Laat mij beginnen met een aspect uit Taghizadegans relaas te lichten waar er zeer brede consensus over valt te vinden binnen de moderne Oostenrijkse stroming:

Het enorme probleem van de Oostenrijkse School is dat ze geen praktische handleiding biedt aan beleidsmakers. Joseph Schumpeter was een van de eerste Oostenrijkse economen die beseften dat beleidsmakers gewoon cijfers willen hebben die hen zeggen wat ze moeten doen. … [D]e essentie van het Oostenrijkse idee [is] dat het gewoon niet mogelijk is zo’n model te construeren [dat de economie goed nabootst]. De fysica slaagt er niet in om heel complexe processen te modelleren zonder in chaos te belanden, hoe zouden economen dat dan kunnen? …

Of je neemt één fictioneel persoon, je zegt dat iedereen zo is en je bouwt je model; of je zegt dat er een paar basisprincipes van menselijk gedrag zijn en je gaat daarmee verder zonder model. Dat laatste is waar wij in geloven. De echte wereld is interessant genoeg om er geen fictieve bevolking op na te houden.
So far so good. Maar dan maakt Taghizadegan (of zijn interviewer) de vreemde keuze om, in plaats van de de gedeelde ideeën van de Oostenrijkse School te belichten, zijn pijlen te richten op Friedrich von Hayek.
Von Hayek kreeg de Nobelprijs in 1974 volgens mij voor het werk van von Mises. Maar aangezien die laatste buiten het universiteitssysteem stond, maakte hij zelf geen echte kans. Von Hayek was ook een stuk jonger, in meerdere opzichten. Von Mises was ‘old school’, iemand uit een totaal andere cultuur. Hij was een aristocratische academicus die altijd aan zijn principes bleef vasthouden. Von Hayek was gevoeliger voor de stromingen van zijn tijd. Hij probeerde bijvoorbeeld de ideeën van de Oostenrijkse School in complexe wiskundige modellen te vatten omdat dat op een bepaald moment in de mode was.
Interviewer: De Oostenrijkse leer en complexe wiskundige modellen vloeken toch met elkaar?

‘Daarom faalde hij ook. Hij maakte er zich belachelijk mee. Maar je moet ook dat in zijn tijd plaatsen. Van de ene dag op de andere werd iedereen keynesiaan. Von Hayek wist niet goed hoe hij daarmee moest omgaan.
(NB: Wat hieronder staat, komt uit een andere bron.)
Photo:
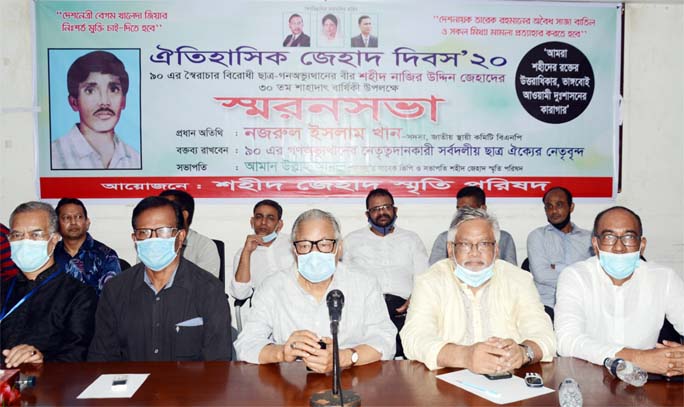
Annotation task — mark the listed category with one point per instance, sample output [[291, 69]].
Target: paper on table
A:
[[497, 391], [101, 388]]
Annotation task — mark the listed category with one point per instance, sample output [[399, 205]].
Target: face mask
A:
[[270, 237], [316, 266], [384, 230], [156, 253], [619, 266], [30, 255], [474, 278]]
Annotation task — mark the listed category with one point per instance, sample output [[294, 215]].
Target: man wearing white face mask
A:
[[45, 315], [290, 319], [475, 311], [613, 304], [165, 308], [265, 252]]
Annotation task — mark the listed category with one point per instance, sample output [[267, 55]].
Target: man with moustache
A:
[[78, 254], [164, 308], [475, 311], [45, 314], [97, 84], [297, 38], [555, 246], [290, 316], [387, 252], [265, 252], [613, 305]]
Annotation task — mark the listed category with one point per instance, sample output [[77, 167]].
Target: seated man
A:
[[81, 256], [474, 311], [46, 315], [474, 197], [387, 252], [165, 308], [290, 314], [265, 252], [197, 248], [613, 304], [553, 247]]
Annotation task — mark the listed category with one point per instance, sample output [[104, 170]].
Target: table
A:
[[396, 383]]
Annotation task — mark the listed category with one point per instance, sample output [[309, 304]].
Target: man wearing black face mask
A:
[[391, 254], [557, 245]]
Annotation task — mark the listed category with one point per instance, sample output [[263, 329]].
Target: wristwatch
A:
[[355, 356], [529, 352]]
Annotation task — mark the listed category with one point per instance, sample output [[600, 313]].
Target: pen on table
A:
[[488, 392]]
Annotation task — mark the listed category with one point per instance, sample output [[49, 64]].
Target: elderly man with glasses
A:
[[475, 311], [46, 315], [389, 253], [165, 308], [614, 304], [290, 320]]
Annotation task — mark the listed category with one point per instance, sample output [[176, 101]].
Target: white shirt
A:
[[72, 151], [263, 262], [281, 306], [393, 259], [595, 319]]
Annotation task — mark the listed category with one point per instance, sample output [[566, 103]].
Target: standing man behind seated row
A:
[[290, 314], [475, 311], [197, 248], [555, 246], [473, 197], [265, 252], [78, 254], [45, 315], [165, 308], [613, 304], [388, 253]]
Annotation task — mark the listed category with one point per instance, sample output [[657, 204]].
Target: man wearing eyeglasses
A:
[[78, 254], [614, 304], [290, 320], [555, 246], [45, 314], [389, 253], [475, 311], [165, 308]]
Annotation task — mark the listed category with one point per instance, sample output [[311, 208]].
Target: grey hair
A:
[[32, 206], [313, 214], [466, 214]]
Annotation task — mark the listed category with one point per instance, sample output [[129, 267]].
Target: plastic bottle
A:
[[569, 394], [626, 371]]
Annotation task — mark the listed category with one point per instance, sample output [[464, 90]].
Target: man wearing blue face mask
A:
[[165, 308], [45, 315], [389, 253], [614, 304], [475, 311], [289, 319], [265, 252]]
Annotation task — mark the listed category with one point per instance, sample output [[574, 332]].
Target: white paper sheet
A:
[[101, 388], [497, 391]]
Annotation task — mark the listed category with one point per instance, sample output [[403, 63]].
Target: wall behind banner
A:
[[652, 166]]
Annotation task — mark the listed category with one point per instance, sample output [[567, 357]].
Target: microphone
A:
[[335, 301]]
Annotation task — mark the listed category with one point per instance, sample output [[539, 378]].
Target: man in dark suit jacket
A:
[[297, 38], [365, 40]]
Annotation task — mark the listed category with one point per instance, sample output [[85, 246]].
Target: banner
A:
[[245, 99]]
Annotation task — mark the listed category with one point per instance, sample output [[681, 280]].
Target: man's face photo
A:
[[296, 24], [99, 103]]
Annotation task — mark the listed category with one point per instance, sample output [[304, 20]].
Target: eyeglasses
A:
[[323, 246], [628, 240], [465, 247], [163, 232], [37, 234], [385, 207]]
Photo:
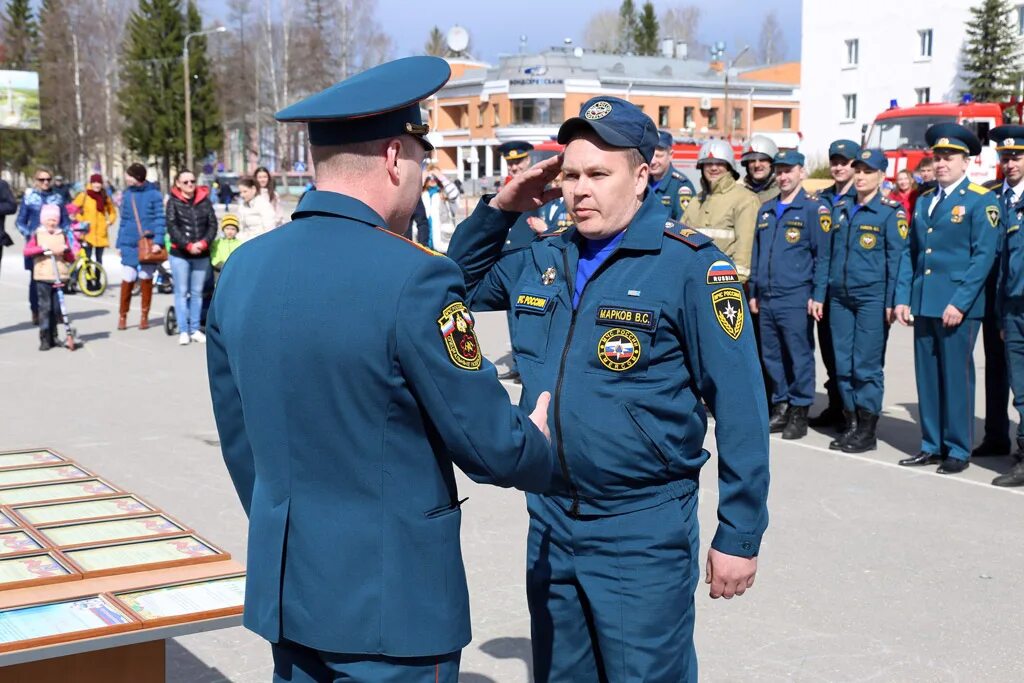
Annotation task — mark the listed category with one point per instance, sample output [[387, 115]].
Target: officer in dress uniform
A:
[[672, 187], [345, 384], [1010, 281], [791, 243], [631, 329], [955, 235], [841, 156], [868, 244]]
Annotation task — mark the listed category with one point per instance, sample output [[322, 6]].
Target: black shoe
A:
[[863, 438], [923, 458], [850, 419], [1014, 477], [952, 466], [993, 447], [796, 426], [779, 417]]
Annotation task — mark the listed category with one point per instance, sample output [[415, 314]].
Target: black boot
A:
[[779, 417], [863, 438], [796, 427], [850, 418]]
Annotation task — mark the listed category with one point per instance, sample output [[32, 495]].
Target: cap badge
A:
[[598, 110]]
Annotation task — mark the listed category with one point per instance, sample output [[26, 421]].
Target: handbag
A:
[[145, 254]]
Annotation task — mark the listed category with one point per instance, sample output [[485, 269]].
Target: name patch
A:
[[629, 317]]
Met deze passage doet Taghizadegan de werkelijkheid onrecht aan. Mises stond niet buiten het universiteitssysteem: in Wenen was hij een gevierde persoonlijkheid en later zou hij les geven aan de universiteit van New York. Ook werd hij gepubliceerd in Angelsaksische journals. Wat wel klopt is dat Hayek inderdaad vroeger dan Mises toenadering zocht tot de Britse academia. Maar maakt een kleine voorsprong in de jaren ’30 zo veel verschil, als het om een Nobelprijs in 1974 gaat?
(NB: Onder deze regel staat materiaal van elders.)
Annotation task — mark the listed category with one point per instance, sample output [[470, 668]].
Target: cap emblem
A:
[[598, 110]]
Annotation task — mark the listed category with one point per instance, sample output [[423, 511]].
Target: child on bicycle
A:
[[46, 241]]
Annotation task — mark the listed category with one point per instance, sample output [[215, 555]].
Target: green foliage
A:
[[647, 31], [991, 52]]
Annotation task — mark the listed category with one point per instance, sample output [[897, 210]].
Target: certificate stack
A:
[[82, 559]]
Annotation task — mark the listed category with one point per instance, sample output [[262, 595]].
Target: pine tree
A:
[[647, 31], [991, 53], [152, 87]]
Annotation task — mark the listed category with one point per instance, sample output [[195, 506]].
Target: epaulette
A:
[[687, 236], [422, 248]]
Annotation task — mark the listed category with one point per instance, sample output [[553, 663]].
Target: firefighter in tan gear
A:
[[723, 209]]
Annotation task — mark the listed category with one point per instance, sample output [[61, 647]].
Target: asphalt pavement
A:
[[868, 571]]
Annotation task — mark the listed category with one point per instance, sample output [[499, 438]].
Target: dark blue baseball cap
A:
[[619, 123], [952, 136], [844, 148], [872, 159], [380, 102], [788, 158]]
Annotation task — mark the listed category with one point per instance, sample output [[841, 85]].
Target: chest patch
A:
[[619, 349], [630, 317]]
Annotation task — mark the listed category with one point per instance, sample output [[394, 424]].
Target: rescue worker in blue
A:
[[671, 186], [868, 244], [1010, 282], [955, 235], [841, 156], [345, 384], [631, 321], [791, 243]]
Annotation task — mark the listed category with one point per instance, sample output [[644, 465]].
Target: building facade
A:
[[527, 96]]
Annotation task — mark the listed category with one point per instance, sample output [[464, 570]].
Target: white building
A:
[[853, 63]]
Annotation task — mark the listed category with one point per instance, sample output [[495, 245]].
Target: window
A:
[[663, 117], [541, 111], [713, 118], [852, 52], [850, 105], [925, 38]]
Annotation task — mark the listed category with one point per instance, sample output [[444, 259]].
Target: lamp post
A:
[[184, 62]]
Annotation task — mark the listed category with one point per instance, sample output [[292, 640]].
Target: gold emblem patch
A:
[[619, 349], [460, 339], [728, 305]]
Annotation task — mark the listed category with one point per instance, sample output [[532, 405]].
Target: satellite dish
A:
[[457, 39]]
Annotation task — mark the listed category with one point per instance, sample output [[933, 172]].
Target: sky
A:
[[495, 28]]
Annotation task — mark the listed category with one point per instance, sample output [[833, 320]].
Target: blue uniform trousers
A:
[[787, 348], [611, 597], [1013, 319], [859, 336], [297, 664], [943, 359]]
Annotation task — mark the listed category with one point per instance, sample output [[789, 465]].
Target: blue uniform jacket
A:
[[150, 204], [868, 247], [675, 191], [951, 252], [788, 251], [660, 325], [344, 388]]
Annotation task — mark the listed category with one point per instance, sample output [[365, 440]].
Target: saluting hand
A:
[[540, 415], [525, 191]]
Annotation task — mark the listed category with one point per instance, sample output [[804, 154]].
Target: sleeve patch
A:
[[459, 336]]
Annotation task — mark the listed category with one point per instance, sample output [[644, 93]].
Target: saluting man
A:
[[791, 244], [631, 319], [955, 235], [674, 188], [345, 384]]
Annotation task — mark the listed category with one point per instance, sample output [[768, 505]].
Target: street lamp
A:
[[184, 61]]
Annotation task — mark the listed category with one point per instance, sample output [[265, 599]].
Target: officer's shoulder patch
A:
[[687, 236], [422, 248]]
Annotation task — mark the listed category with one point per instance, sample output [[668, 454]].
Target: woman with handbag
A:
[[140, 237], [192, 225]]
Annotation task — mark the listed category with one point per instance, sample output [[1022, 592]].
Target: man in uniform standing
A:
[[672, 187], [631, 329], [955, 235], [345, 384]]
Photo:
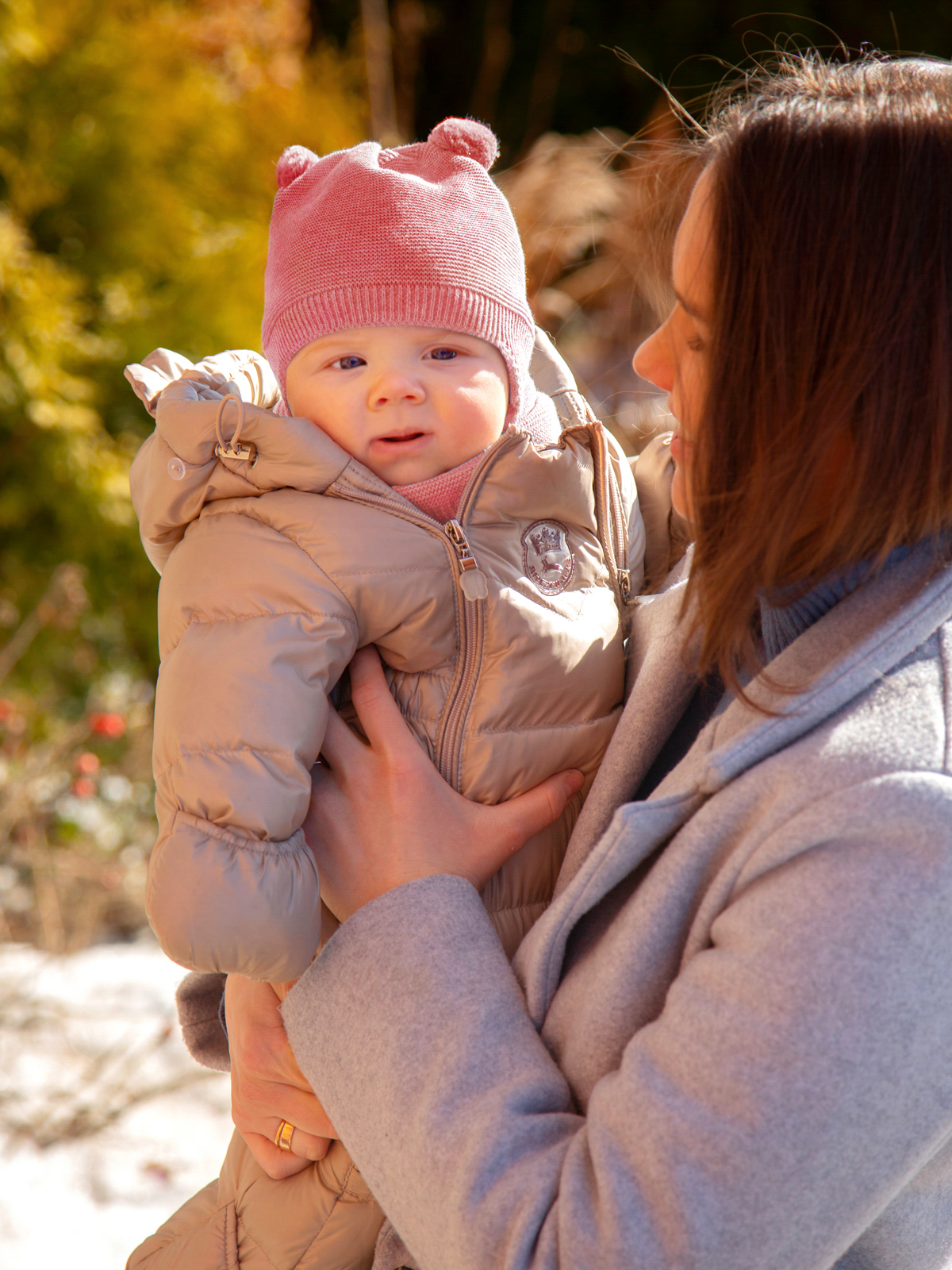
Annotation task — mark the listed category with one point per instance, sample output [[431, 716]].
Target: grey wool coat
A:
[[727, 1043]]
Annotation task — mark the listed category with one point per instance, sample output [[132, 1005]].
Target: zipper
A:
[[470, 595]]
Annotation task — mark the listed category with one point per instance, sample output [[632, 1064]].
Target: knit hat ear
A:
[[469, 139], [294, 163]]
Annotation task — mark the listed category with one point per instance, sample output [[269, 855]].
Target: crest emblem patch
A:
[[546, 556]]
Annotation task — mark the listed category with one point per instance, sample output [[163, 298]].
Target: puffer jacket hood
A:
[[282, 556]]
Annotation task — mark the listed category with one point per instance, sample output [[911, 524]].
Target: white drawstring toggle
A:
[[232, 448]]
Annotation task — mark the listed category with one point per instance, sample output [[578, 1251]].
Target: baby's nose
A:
[[397, 387]]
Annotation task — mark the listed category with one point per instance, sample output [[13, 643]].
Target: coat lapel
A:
[[662, 689], [837, 660]]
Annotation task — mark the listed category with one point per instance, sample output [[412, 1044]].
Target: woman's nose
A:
[[653, 361]]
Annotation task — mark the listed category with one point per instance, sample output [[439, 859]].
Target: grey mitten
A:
[[239, 370]]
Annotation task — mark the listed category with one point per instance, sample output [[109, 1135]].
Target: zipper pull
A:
[[473, 579]]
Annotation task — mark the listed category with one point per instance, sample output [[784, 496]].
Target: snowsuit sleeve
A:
[[253, 637]]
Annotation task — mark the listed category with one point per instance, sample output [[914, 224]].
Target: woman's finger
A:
[[340, 747], [378, 713], [277, 1164], [306, 1146], [507, 827]]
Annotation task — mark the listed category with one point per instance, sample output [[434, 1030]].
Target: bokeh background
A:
[[137, 149]]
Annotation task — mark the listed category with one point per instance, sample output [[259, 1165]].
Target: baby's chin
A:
[[414, 470]]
Taghizadegans behandeling van Hayeks bijdragen laat te wensen over. Friedrich von Hayek trok naar de London School of Economics begin de jaren ’30. Daar was zijn onderzoeksprogramma aanvankelijk de inzichten van zijn voorgangers in de Oostenrijkse School in de mate van het mogelijk te formaliseren. Dit was voor een aanzienlijk deel reeds gebeurd, iets wat Oostenrijkers niet altijd beseffen. De inzichten van Menger over het subjectivisme, het idee dat economische waarde enkel bestaat omdat mensen er belang aan hechten, waren door Alfred Marshall en Lionel Robbins een belangrijke rol toebedeeld in het nieuwe opkomende micro-economische onderzoekskader. Ook de rentetheorie van Böhm-Bawerk was gewikt en gewogen door Irving Fisher. Die toonde aan dat niet enkel Böhm-Bawerks focus op een psychologisch gefundeerde ‘tijdspreferentie’ nodig was om de rentevoet te verklaren, maar ook determinanten zoals de staat van de technologie en de winstmogelijkheden van ondernemingen.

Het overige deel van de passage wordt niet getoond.